Every drug, every year

Skeptics think that the IRA is focused on just a few blockbusters, or even just the top 50 blockbusters. What they seem to miss is that the IRA’s ability to whack drugs doesn’t stop after it’s knocked down all the big blockbusters currently dominating Medicare’s drug spending. It gets to whack as many as 20 drugs a year forever. Industry only launches 50 drugs a year and many of those are destined to be commercial disappointments without the IRA’s help. At steady state, the number of new drugs that generate so much as $200M of Medicare sales without a single-orphan exemption will be less than 20 per year, so CMS will have all the whacks it needs to knock them all down as much as it likes. 

Play it out. In 2026, Medicare takes the ‘negotiation’ hammer to the first ten drugs it selects in Part D. In 2027, it selects 15 more Part D drugs. In 2028, 15 drugs in Parts B and D. In 2029 and thereafter, 20 drugs per year. By the time 2030 rolls around, it’s very likely all those one- and two-billion dollar line items have been whacked down by price setting. We’re probably getting close to the drugs that are just popping up over the $200 million threshold. 

By 2032, we’re definitely there: fewer than 20 drugs reaching the minimum threshold and 20 slots open for ‘negotiation’. At steady state, each and every drug that is eligible for ‘negotiation’ will be ‘negotiated’, each and every year.

Will Amvuttra’s revenue come from Medicare? While the ATTR amyloidosis Amvuttra treats today affects a range of ages, its bigger amyloidosis indication, ATTR amyloidosis with cardiomyopathy, is roughly 70% Medicare. And that indication, which falls under the same orphan drug designation as polyneuropathy, should come on line in 2024. Analysts expect it to become a multi-billion dollar franchise for Alnylam.

And while Medicare is supposed to consider many factors when determining the ‘negotiated’ price, no one really knows what “consider” even means.

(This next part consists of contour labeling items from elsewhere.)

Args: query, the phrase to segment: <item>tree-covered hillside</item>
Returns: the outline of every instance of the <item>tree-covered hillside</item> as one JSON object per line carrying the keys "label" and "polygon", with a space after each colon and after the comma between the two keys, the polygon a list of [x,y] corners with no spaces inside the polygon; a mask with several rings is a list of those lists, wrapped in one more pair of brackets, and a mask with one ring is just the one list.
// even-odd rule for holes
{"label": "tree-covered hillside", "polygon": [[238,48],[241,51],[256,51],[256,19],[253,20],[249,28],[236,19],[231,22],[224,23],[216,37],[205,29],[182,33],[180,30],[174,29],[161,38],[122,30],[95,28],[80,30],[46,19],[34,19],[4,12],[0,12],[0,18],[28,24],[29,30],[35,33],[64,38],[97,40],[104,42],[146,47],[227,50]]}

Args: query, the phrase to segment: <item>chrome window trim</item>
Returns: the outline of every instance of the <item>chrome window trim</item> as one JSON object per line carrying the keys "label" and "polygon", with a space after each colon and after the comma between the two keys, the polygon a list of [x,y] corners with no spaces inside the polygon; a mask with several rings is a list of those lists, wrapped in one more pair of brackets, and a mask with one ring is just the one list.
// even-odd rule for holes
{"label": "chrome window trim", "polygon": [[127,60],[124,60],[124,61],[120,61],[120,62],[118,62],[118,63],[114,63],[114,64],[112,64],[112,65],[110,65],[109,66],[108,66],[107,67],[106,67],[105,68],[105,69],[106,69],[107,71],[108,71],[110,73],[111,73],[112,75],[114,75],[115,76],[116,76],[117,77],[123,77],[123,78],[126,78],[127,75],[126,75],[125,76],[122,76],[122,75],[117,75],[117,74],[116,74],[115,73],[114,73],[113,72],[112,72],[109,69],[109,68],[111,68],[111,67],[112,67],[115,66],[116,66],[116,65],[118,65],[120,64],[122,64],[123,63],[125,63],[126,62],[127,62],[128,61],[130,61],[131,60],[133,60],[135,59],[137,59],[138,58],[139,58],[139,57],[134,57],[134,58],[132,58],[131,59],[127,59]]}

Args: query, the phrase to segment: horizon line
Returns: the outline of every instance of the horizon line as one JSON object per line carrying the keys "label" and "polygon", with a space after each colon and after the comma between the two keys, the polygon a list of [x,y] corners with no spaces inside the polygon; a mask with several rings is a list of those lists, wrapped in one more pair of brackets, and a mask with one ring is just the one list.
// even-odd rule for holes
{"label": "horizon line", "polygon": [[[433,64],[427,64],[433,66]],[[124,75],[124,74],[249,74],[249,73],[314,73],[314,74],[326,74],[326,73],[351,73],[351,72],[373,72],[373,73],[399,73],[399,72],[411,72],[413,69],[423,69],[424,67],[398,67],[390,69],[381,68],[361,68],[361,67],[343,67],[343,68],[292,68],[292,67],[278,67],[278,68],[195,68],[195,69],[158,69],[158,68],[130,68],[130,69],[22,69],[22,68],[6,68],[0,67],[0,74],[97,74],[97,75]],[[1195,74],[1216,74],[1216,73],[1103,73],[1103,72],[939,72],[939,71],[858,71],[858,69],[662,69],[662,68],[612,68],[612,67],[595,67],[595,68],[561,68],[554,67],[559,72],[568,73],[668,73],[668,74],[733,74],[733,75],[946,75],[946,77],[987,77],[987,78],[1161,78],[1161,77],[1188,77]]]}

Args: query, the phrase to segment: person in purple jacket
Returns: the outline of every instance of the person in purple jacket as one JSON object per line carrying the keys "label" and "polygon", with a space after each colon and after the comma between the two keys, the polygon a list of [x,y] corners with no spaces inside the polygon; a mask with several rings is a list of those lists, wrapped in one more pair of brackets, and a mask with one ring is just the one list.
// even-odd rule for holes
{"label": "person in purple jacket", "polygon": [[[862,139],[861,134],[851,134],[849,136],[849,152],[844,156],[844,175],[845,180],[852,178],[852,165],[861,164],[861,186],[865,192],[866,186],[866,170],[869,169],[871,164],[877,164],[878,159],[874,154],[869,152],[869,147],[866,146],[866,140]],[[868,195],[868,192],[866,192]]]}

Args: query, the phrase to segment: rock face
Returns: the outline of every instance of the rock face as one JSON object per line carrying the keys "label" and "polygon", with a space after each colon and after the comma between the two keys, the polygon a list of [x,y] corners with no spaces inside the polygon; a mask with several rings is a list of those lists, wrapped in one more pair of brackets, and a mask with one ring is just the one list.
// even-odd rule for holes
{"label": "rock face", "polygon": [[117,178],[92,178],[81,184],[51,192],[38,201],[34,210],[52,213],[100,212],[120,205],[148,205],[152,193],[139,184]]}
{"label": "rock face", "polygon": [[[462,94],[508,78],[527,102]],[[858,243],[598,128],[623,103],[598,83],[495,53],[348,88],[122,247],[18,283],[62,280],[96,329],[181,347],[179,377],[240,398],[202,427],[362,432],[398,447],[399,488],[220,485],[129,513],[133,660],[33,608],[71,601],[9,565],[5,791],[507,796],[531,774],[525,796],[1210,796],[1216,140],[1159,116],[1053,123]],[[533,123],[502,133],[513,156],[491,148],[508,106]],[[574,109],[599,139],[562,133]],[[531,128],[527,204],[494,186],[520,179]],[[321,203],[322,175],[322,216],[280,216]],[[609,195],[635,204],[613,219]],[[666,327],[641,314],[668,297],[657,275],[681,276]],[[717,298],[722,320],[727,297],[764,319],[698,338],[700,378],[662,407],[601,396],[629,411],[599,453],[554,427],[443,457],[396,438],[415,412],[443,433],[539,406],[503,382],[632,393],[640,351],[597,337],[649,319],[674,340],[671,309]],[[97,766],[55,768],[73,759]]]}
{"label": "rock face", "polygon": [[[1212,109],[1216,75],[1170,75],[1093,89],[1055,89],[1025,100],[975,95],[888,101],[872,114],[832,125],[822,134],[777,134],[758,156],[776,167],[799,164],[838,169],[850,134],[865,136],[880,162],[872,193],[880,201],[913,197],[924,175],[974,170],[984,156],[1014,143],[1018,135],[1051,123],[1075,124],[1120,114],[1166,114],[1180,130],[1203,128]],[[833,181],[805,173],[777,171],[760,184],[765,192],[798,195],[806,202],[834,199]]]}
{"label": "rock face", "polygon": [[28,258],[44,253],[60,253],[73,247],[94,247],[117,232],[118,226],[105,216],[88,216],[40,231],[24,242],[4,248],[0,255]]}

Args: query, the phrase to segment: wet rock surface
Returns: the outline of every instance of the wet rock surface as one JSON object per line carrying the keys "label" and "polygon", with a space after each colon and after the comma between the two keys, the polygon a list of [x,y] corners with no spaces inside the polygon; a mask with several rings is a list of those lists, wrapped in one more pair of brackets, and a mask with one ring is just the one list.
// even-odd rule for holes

Nor does a company have legal recourse if they disagree with HHS’ “considerations” (see page 41).  Judging by how the government has misunderstood the consequences of the IRA’s wording, investors probably aren’t optimistic that the government will consider anything other than whatever justifies the lowest price they can set. After all, Congress is pressed to cut costs every year to make room for new expenditures, and the IRA will provide CMS with a way to cut as much as it wants from any drug deemed eligible for ‘negotiation’.

With no floor for how low CMS’s proposed price can go, and extremely punitive penalties for drugmakers that don’t accept CMS’s price, essentially, companies can’t say “no” and walk away.

And whether or not CMS decides a drug has recouped its R&D investment hardly matters. 

A drug’s not supposed to simply recoup the R&D investment a company makes … it’s supposed to justify the risk taken to develop it. In retrospect, if the Stargardt trial worked, CMS would assume Stargardt was always definitely going to work. But prospectively, we can’t be sure. If it has a 25% chance of working, then it would need to generate more than 4x the actual cost of development to justify its development. That’s how the market works. But that’s not how the IRA is worded. It only mentions that CMS will consider the costs of development of that drug.

So we’re left with Alnylam acting rationally under the IRA. Other companies will have to do the same. And patients will be worse off for it. And yet, the IRA can be fixed: change nine to 13 and most of the IRA’s harmful effects on innovation will likely be reversed.